What My Snowy Sidewalk Has to Say About the Individual Mandate

Like a failure to shovel after a winter storm, a failure to pay for my own health insurance is simply a way to shift risk onto my neighbors to avoid personal responsibility.
This post was published on the now-closed HuffPost Contributor platform. Contributors control their own work and posted freely to our site. If you need to flag this entry as abusive, send us an email.

Because I teach constitutional law and it's that time of year, I've recently been teaching old cases about the commerce clause. Because I live in the Boston area and it's that time of year, I've been shoveling snow from the sidewalk in front of my house. And because I've been doing both, I've figured out why some think the Affordable Care Act is unconstitutional. I've also decided why they're wrong.

What does shoveling snow have to do with the constitutionality of health care reform?

The most controversial piece of the health care reform is the individual mandate, the requirement that we all buy health insurance. This has been criticized as being destructive to individual liberty.

My town -- like many in New England -- has an ordinance that requires me to shovel when it snows. And we've had a lot of snow this year. So unless I hire an entrepreneurial teenager to do it, I have to drag myself out to shovel before someone slips and falls. It's annoying as hell and destructive to my individual liberty to sit inside where it's warm.

Notice that both the individual mandate and the snow removal ordinance would punish me for inaction. If I sit on my hands and do nothing, I will be fined.

In my view, the individual mandate is the same as the snow ordinance. Unless I can come up with a reason why I have a constitutional right not to shovel snow, I cannot resist the health care mandate either.

Here's why. When figuring out a constitutional question, one must look at questions of government power on the one hand and individual rights on the other. Too often these issues are conflated. Let's separate them.

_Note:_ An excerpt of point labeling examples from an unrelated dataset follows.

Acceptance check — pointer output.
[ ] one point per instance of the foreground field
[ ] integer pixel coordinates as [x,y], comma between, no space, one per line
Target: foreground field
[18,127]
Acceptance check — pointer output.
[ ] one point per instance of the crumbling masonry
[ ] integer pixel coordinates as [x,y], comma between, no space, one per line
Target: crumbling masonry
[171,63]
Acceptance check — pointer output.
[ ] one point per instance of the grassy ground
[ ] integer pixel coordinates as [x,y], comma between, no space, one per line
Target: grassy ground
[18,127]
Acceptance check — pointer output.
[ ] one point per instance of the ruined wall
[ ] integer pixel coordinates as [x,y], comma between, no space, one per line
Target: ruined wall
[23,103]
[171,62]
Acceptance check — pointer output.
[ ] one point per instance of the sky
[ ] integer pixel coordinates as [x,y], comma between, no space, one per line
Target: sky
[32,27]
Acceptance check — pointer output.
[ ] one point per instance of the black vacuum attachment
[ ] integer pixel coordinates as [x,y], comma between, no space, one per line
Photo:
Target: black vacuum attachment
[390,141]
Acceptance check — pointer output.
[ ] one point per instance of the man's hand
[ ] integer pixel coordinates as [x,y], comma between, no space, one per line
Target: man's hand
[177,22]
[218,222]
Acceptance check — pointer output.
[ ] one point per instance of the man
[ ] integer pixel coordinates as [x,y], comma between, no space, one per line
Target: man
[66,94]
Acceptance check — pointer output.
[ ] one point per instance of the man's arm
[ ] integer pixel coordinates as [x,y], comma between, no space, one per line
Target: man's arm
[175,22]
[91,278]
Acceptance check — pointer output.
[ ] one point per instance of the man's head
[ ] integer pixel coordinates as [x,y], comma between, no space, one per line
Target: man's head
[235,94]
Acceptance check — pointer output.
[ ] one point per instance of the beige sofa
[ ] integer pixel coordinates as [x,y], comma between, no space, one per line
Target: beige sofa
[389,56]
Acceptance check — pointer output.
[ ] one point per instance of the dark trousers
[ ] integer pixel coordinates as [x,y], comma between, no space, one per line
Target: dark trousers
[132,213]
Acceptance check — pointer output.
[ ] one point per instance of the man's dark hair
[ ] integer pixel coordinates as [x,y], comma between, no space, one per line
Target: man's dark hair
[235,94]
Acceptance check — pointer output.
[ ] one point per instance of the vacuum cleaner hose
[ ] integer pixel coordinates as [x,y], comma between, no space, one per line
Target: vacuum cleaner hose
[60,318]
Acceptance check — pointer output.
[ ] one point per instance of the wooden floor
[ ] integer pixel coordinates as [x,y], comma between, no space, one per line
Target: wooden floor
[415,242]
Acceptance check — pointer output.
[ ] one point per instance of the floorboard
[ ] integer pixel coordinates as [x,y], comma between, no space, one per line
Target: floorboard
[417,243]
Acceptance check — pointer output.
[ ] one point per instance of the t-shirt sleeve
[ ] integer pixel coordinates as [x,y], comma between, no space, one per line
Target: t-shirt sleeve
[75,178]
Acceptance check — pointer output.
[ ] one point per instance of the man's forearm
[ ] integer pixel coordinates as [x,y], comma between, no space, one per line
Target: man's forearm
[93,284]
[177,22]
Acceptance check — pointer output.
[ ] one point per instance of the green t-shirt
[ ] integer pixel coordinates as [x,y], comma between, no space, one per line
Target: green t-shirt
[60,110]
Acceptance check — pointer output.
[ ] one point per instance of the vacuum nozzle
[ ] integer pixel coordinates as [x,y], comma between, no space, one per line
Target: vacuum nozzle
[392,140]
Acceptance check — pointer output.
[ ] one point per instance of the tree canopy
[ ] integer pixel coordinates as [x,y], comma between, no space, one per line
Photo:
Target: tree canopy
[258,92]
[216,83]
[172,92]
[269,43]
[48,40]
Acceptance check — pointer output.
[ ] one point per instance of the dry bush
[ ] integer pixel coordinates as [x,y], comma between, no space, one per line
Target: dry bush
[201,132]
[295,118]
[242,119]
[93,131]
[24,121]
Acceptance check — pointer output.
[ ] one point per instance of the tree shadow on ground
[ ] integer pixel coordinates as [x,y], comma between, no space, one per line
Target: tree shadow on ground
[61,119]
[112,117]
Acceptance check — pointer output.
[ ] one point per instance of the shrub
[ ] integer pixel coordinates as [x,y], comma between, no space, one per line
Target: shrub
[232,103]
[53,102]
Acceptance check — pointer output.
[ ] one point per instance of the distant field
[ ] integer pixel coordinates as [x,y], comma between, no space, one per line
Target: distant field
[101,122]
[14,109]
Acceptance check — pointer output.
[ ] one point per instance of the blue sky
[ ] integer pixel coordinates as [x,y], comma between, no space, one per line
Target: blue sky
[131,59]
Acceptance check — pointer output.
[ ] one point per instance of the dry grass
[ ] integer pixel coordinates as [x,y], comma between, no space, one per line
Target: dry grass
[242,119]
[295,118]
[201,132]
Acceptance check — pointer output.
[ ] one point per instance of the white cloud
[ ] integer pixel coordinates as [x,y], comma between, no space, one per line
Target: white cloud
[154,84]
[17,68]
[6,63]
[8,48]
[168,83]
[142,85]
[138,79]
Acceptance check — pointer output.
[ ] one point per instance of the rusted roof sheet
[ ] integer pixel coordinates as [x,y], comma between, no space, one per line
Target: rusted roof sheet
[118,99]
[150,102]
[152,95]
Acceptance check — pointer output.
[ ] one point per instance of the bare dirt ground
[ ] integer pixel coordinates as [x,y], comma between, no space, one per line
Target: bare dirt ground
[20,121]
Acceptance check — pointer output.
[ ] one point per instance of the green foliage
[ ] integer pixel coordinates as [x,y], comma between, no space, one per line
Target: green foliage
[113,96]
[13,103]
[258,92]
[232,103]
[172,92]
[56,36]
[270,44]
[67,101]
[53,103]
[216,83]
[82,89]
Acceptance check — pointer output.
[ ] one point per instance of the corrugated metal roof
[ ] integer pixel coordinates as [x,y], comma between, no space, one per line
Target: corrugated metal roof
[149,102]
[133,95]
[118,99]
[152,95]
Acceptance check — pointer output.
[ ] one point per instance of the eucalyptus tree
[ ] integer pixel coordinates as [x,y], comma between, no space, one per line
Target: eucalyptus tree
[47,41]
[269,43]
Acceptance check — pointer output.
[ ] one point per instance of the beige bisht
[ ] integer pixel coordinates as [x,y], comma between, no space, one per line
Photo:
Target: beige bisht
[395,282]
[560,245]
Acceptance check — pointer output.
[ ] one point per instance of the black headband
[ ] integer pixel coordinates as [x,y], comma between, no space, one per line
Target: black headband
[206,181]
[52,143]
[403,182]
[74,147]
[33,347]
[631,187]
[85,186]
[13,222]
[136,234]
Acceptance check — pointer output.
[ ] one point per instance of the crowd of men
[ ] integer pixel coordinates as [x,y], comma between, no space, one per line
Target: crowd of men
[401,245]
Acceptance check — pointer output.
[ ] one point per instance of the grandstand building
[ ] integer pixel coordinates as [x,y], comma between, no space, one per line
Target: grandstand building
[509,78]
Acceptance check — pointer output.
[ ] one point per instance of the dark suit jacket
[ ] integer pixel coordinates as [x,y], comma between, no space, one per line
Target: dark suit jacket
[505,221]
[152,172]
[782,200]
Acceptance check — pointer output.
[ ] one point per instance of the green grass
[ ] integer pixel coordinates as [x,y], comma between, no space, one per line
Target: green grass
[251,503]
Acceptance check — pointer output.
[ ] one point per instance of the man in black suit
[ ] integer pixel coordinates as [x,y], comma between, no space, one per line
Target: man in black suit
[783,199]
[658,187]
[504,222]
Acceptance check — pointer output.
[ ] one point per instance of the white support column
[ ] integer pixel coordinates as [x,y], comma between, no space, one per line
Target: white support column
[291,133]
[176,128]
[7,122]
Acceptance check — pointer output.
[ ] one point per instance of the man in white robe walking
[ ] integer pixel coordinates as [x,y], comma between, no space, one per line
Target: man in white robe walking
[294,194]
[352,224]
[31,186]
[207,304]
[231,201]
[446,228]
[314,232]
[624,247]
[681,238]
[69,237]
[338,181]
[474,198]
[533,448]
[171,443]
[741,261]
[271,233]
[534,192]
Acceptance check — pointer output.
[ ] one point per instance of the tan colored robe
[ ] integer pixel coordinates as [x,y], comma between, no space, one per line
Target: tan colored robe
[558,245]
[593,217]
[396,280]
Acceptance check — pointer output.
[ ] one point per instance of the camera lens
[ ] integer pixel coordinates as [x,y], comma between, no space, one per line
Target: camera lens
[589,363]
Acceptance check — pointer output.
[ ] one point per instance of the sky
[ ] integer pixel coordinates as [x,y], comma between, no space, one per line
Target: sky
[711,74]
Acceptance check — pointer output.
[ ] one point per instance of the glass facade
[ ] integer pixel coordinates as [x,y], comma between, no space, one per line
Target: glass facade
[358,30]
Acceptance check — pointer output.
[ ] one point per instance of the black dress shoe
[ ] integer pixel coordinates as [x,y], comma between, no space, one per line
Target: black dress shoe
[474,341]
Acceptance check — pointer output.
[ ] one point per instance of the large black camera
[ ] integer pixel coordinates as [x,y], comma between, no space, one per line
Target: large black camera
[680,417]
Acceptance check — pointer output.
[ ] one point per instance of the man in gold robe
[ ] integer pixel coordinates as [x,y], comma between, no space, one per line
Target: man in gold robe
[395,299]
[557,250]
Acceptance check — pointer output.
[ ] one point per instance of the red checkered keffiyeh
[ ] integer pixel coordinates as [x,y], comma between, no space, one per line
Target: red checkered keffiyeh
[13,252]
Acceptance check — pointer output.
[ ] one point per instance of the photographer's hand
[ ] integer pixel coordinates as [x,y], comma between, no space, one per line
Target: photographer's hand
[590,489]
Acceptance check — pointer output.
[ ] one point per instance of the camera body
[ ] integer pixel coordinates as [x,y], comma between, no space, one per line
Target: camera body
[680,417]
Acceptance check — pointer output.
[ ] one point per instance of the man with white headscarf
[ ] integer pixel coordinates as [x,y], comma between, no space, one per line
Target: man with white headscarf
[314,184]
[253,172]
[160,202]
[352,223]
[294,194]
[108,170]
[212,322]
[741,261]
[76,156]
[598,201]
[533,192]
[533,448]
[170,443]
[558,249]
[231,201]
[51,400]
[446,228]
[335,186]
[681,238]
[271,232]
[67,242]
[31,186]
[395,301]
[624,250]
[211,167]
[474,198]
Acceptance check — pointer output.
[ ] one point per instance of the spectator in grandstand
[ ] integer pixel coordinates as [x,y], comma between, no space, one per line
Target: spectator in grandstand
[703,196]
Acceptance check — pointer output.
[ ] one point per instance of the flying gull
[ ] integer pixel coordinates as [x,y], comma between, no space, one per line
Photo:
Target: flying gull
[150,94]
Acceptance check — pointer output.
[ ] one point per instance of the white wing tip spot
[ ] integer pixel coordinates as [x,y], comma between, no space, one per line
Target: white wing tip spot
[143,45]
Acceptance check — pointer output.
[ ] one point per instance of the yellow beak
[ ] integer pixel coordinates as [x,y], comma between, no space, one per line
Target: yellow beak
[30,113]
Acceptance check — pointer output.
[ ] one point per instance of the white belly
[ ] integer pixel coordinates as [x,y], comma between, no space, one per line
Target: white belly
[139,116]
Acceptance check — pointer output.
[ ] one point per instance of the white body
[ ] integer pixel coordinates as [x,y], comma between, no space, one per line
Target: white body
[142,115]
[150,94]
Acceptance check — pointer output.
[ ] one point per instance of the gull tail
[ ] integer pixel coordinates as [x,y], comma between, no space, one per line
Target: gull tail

As to power, governments cannot do whatever they want. The federal government is said to be a government of "enumerated powers," meaning that Congress has only those powers expressly listed in Article I of the Constitution. If Congress passes a law outside its authority -- a grant of a title of nobility, for example -- then courts will strike it down. Though states are generally assumed to retain a general power to regulate, often called the "police power," they, too, have limits to their authority. States cannot, for example, enter into treaties.

In the case of the snow removal law, the city doubtless has the power (delegated to it by the state) to adopt the ordinance. It's a run-of-the-mill regulation of public safety. With the health care law, the question of authority is also straightforward. A regulation of the $2 trillion health care industry clearly falls within the enumerated authority to "regulate commerce." Moreover, the individual mandate is a "necessary and proper" part of the framework, to quote another important constitutional provision. Even the Florida federal judge who struck down Obamacare recognized that the individual mandate was essential to its statutory design.

So the only way I have a right to refuse to buy insurance or shovel my walk is if I have some kind of fundamental individual right to refuse. And the "right" has to be more weighty than my tendency to be a curmudgeon.

Do I have a free speech right to refuse to buy health insurance or shovel my walk? Of course not. A right to privacy? Nope. A right based on freedom of religion? Not unless being a jerk to my neighbors or demanding free care in emergency rooms is a fundamental tenet of my faith.

Do I have a right to not engage in economic transactions? That, like a right to be free from shoveling duties, is nowhere to be found in the Constitution.

Like a failure to shovel, a failure to pay for my own health insurance is simply a way to shift risk onto my neighbors to avoid personal responsibility. The assertion that I have a constitutional right to impose those costs on others is ludicrous.

Finally, the inaction/action distinction makes no difference. If the government is acting within its authority and where I don't have a fundamental right to refuse, it can force me to act. I can be required to register for the draft, or even to serve in the military during time of war, pursuant to the federal authority to raise and maintain an army. I can also be forced to file tax returns or serve on a jury. The fact that I might be punished for inaction is neither here nor there.

The snow is finally melting, and the commerce clause section of my con law course is about to come to an end. If only the constitutional challenges to the ACA would fade as quickly.